If you’re a realtor in Michigan and you want to keep your license, listen up. Anyone who became licensed before August 2nd, 2018 is required to complete 18 hours of continuing education before October 31st, 2018. That includes 6 hours of approved continuing education for each year of the licensing cycle and 2 hours of continuing education each calendar year in Legal Updates.

The deadline is fast approaching, here’s a breakdown of what you need to know to maintain your good status as a Michigan realtor.

Who: Michigan real estate brokers and salespersons need to complete mandatory licensing, and Legal Update education courses
What: Brokers and salespersons must finish 18 hours of continuing education courses, including two hours of Legal Update courses by the deadline.
When: October 31st, 2018 is the deadline to complete these courses. It’s also the deadline to renew your license.
Where: You can complete your training online with courses you can access from any computer.
How: Finish your continuing education on your own time and with your own computer from anywhere with an internet connection. These courses let you print out a certificate immediately upon completion.

License renewal costs:
$108 - brokers
$78 - salespersons
$60 - branch offices

What if I don’t complete my continuing education by October 31st?

It’s not good news. The Michigan Department Licensing and Regulatory Affairs audit Michigan realtors regularly. If they find out you have not completed your requirements, they will require you to complete additional hours of continuing education. It could be four to eight more hours, which will not count towards the next licensing cycle’s continuing education hours.

What if I don’t renew my license by October 31st?

There is a 60 day grace period. Breathe. You’ll be okay, but the grace period ends December 31, 2018. If you renew in this time it will, however, cost you a $20 late fee.

What happens if my Michigan real estate salesperson or broker license is expired more than 60 days?

Michigan salespeople and brokers must complete reinstatement forms in order to renew their licensing. You will have to complete a salesperson reinstatement form or a broker reinstatement form in order to renew.
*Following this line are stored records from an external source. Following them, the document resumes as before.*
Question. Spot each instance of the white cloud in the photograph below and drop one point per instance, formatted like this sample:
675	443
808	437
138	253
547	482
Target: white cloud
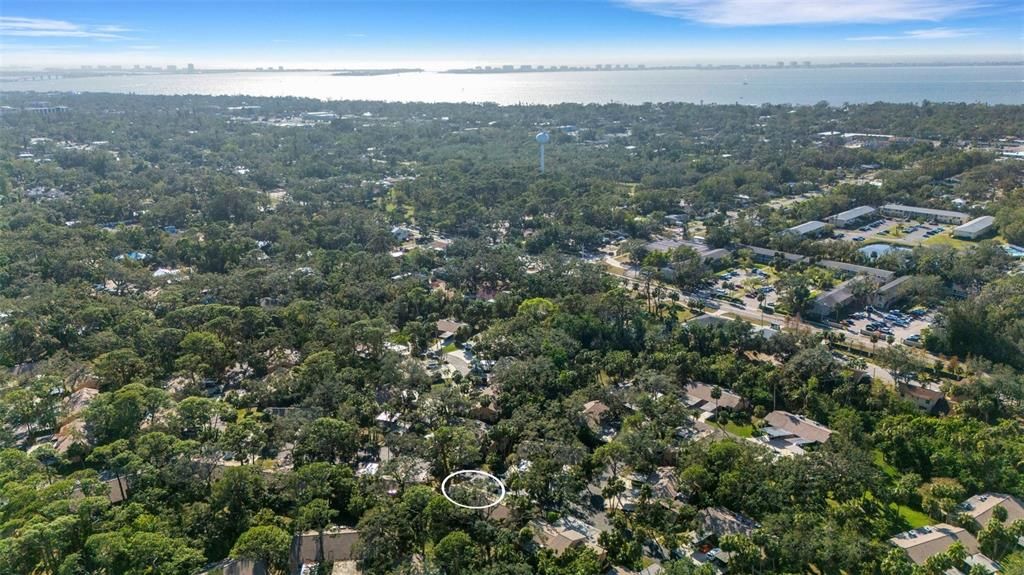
927	34
773	12
43	28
  • If your license is expired between 60 days & 3 years
    Pay an application processing fee, a late renewal fee, and the per year licensing fee. In addition, you must satisfy any penalties and conditions imposed by Michigan or any other jurisdiction.
  • If your license has been expired more than 3 years
    You will have to meet requirements set by the Department of Professional Licensing. You may be required to pass all or part of an exam or meet current education or training requirements.